1er JANVIER - La Circoncision de Notre Seigneur (double de 2e classe)

Station à Sainte Marie du Transtévère

Le Roi offre les prémices de son sang rédempteur.
Aujourd’hui la liturgie commémore la Circoncision du Seigneur. 

“ Quand huit jours furent passés et que l’Enfant dut être circoncis, on lui donna le nom de Jésus. Ainsi l’avait déjà nommé l’ange avant qu’il fût conçu dans le sein de sa Mère ” (Év.). 

1. La fête a quatre thèmes principaux : a) la nouvelle année, b) l’Octave de Noël, c) la Circoncision du Seigneur, d) Marie Mère de Dieu.

a) Aujourd’hui est le premier jour de l’année civile. L’Église en tient compte, elle a fait de ce jour une fête d’obligation (dans l’Église universelle). L’Église veut qu’au seuil de l’année civile, nous apportions à Dieu le tribut de nos hommages. Dieu est le Maître du temps. Puissions-nous employer tout le temps précieux de l’année nouvelle selon les vues de la divine Providence, comme une voie qui nous mène à l’éternité. 

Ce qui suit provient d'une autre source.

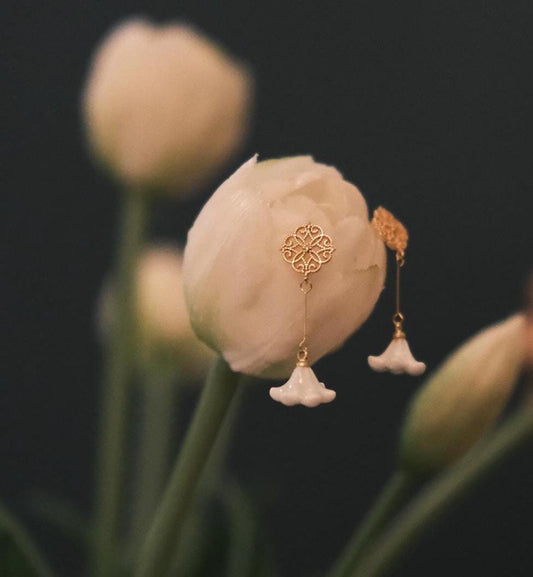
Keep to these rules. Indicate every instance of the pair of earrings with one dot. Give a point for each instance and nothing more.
(306, 250)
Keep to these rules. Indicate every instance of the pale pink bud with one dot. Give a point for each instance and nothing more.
(164, 106)
(244, 299)
(463, 398)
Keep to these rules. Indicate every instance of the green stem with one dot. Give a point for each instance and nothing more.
(393, 495)
(158, 402)
(445, 490)
(32, 556)
(117, 376)
(163, 538)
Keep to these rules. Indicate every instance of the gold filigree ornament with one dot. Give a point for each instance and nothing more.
(397, 357)
(306, 250)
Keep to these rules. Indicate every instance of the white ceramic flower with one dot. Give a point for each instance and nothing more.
(464, 397)
(397, 358)
(243, 297)
(164, 106)
(164, 334)
(303, 388)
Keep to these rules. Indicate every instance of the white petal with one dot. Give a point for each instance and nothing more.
(303, 388)
(397, 358)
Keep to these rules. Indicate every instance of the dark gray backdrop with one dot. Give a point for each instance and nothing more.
(426, 106)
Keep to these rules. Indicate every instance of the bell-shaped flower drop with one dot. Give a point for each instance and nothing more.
(397, 358)
(302, 388)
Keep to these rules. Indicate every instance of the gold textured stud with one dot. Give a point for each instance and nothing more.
(397, 357)
(306, 250)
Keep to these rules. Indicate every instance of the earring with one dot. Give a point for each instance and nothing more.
(306, 250)
(397, 357)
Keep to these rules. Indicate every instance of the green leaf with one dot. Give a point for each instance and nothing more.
(19, 557)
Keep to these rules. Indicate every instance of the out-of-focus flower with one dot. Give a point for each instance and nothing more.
(397, 358)
(245, 301)
(463, 399)
(303, 388)
(164, 106)
(164, 336)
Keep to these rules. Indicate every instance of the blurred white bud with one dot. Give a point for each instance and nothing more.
(463, 398)
(244, 299)
(164, 336)
(164, 106)
(397, 359)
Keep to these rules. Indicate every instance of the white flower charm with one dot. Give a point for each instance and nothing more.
(303, 388)
(397, 359)
(164, 106)
(243, 297)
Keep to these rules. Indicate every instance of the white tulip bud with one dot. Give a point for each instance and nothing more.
(464, 398)
(164, 106)
(244, 299)
(164, 336)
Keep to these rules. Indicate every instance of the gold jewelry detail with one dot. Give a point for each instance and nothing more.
(391, 230)
(395, 236)
(306, 250)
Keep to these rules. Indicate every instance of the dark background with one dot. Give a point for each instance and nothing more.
(426, 106)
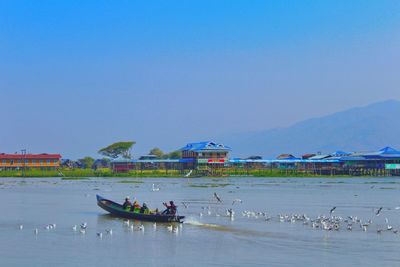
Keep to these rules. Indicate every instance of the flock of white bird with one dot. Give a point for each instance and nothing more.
(126, 224)
(321, 222)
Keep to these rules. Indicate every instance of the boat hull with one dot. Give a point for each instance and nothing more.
(116, 210)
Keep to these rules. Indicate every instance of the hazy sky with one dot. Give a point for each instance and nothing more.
(78, 75)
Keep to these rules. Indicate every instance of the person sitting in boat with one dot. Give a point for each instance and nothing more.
(135, 207)
(144, 209)
(127, 204)
(171, 208)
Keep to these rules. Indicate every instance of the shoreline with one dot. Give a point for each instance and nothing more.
(107, 173)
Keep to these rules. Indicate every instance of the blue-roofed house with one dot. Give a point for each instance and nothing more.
(205, 154)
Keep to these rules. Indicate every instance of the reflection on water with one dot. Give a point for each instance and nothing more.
(274, 223)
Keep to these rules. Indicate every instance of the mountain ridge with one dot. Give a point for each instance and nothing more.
(357, 129)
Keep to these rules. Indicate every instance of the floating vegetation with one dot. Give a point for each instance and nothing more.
(130, 182)
(208, 185)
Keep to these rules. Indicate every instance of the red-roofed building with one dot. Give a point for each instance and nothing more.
(18, 161)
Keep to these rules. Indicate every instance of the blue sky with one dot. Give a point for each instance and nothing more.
(78, 75)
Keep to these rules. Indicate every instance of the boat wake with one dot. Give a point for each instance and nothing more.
(192, 221)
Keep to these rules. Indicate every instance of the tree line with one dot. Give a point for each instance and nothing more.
(124, 150)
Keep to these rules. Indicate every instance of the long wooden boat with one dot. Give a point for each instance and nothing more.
(117, 210)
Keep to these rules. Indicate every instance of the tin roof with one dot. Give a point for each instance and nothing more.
(30, 156)
(205, 146)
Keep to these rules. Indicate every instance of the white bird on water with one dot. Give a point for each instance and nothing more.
(237, 200)
(155, 189)
(217, 197)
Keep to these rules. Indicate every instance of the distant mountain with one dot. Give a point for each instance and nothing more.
(358, 129)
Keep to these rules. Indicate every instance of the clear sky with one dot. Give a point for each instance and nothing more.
(78, 75)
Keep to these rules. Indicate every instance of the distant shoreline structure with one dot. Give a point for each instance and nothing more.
(212, 159)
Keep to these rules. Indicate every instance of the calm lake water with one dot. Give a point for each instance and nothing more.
(212, 239)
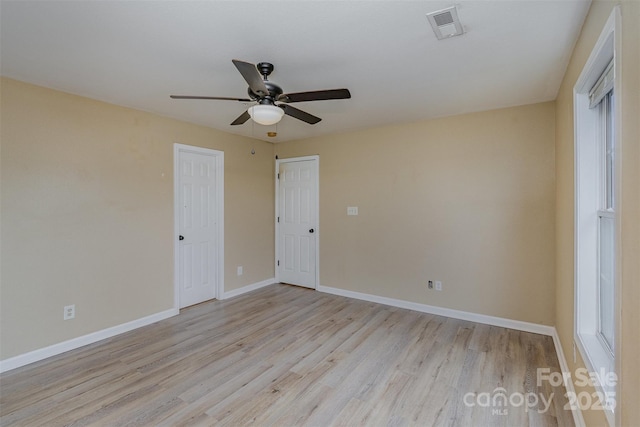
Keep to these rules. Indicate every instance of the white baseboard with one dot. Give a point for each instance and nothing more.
(72, 344)
(447, 312)
(243, 290)
(578, 419)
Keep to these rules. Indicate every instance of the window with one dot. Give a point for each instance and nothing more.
(596, 224)
(606, 225)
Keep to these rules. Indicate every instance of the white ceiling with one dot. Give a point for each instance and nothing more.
(137, 53)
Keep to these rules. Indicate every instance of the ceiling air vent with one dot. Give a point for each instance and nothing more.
(445, 23)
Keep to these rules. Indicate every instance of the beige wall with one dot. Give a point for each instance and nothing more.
(468, 200)
(87, 213)
(628, 349)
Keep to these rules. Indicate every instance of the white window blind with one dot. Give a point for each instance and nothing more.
(603, 86)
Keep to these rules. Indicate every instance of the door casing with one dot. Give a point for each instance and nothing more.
(315, 158)
(219, 202)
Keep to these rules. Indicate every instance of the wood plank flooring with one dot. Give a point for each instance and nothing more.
(289, 356)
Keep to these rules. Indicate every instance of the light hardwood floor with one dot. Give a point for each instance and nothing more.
(286, 356)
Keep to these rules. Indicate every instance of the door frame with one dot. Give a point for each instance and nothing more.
(316, 158)
(219, 209)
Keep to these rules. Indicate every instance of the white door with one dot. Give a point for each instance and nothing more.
(297, 222)
(198, 220)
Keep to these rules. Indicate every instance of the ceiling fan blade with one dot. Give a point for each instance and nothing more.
(299, 114)
(222, 98)
(318, 95)
(241, 119)
(252, 76)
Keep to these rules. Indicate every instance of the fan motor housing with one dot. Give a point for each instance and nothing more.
(274, 91)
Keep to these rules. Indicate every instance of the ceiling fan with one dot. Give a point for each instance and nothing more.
(272, 102)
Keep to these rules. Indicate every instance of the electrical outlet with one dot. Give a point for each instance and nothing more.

b) Nous fêtons aussi aujourd’hui l’Octave de la fête de Noël. Dans l’esprit de l’Église, les grandes fêtes ne doivent pas durer un jour seulement, mais se prolonger pendant huit jours. L’Église est psychologue et sait comment est fait notre esprit. Le premier jour, notre âme admire, incapable de pénétrer plus avant dans le sens du mystère ; les jours suivants, elle médite le mystère sous toutes ses faces, avec son intelligence et son cœur, et le huitième jour elle réunit toutes ses impressions dans une vue d’ensemble. Pour la fête de Noël, il n’en est pas entièrement ainsi : l’âme ne peut pas s’attarder tranquillement à la méditation des pensées de Noël, parce que, pendant l’Octave, on célèbre d’autre fêtes. Le jour Octave n’en a que plus d’importance. L’Église nous conduit pour la dernière fois devant l’Enfant divin. 

c) Cependant, à côté de ces pensées générales de Noël, il y a dans la liturgie, un progrès : la Circoncision du Seigneur. C’est la pensée spéciale du jour. Huit jours après sa naissance, l’Enfant fut circoncis selon la loi de Moïse et on lui donna le nom de Jésus qui lui avait déjà été attribué par l’ange, avant sa conception. Ce mystère de la fête peut être considéré d’un double point de vue, par rapport au Seigneur et par rapport à nous ; ces deux considérations ont leur fondement dans la liturgie. Le Christ est venu sur la terre pour nous sauver ; il aurait pu accomplir la Rédemption par une parole ou par un acte. Mais il voulut accomplir l’œuvre rédemptrice par une série d’actes particuliers et les couronner enfin par un grand acte, sa mort et sa résurrection. Ces actes particuliers sont accomplis à cause de nous, pour nous faire reconnaître l’importance et l’efficacité de la Rédemption. A ces phases de l’œuvre rédemptrice appartient la Circoncision. Aujourd’hui coulent les premières gouttelettes du sang rédempteur. C’est le premier sacrifice, le sacrifice du matin que suivra, un jour, le sacrifice du soir (sacrificium vespertinum) sur la Croix ; aujourd’hui une goutte de sang et dans trente-trois ans, tout le sang jusqu’à la dernière goutte. La fête d’aujourd’hui est donc un intermédiaire entre Noël et Pâques, entre la Crèche et la Croix : l’enfant est encore couché dans sa Crèche et déjà il verse son sang pour l’humanité. 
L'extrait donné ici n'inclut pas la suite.